One morning in July, Heather Crawford cradled her baby Cass Crawford on the ground of their bed room as they breathed via a panic assault collectively. Half-packed packing containers surrounded them. The family was leaving the house that they had at all times recognized in Texas, scared for the security of their 16-year-old transgender teen.
On the bed room flooring, Heather requested Cass in the event that they considered hurting themselves.
Determining that Cass was not at excessive sufficient danger for self-harm to name an ambulance, Heather gave Cass a Klonopin prescribed for extreme panic assaults.
She remembered the word that Cass left behind final time life turned an excessive amount of.
“I just can’t take it anymore. Do not resuscitate me please,” Cass had written. “I want this.”
Heather learn the word aloud at a Texas Department of Family and Protective Services Council assembly earlier this yr after Gov. Greg Abbott directed the company to open child abuse investigations on dad and mom who present gender-affirming care to their children.
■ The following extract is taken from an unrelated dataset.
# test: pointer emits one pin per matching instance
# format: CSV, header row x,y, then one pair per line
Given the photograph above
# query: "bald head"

Cass identifies as nonbinary and makes use of the pronouns “they” or “them.” After their suicide try, they have been identified with extreme gender dysphoria and started receiving gender-affirming care. Currently, Abbott’s order largely can’t be enforced as a court challenge plays out.
But the directive adopted years of Texas officers and lawmakers repeatedly targeting transgender Texans with laws and orders which have sought to restrict all the pieces from school sports participation to well being care entry.
That’s why the Crawford family determined to maneuver out of Texas forward of one other legislative session. And that’s why Heather picked up Cass, gave them medicine for anxiousness assaults and solemnly continued packing up their life in Central Texas, the place Heather and her husband each grew up.
“We don’t feel safe here,” Heather mentioned. “It took me a long time to apply the term ‘political refugee’ to our situation, but I think we meet the definition.”
Before the family left, associates got here from so far as Houston and Dallas to say goodbye to Cass and want them effectively with their new life in Minnesota, 1,200 miles away.
Cass tried exhausting to make connections at their new college in St. Paul. But it’s tiring, they mentioned, and awkward to elucidate to new individuals they meet. They’re nonetheless unhappy about what occurred, and for the spring semester, the family has determined to maintain Cass house and enroll them in a web-based highschool.
“What I would want people to take away from this,” mentioned Cass from their new house in Minnesota, “is how much this is hurting me.”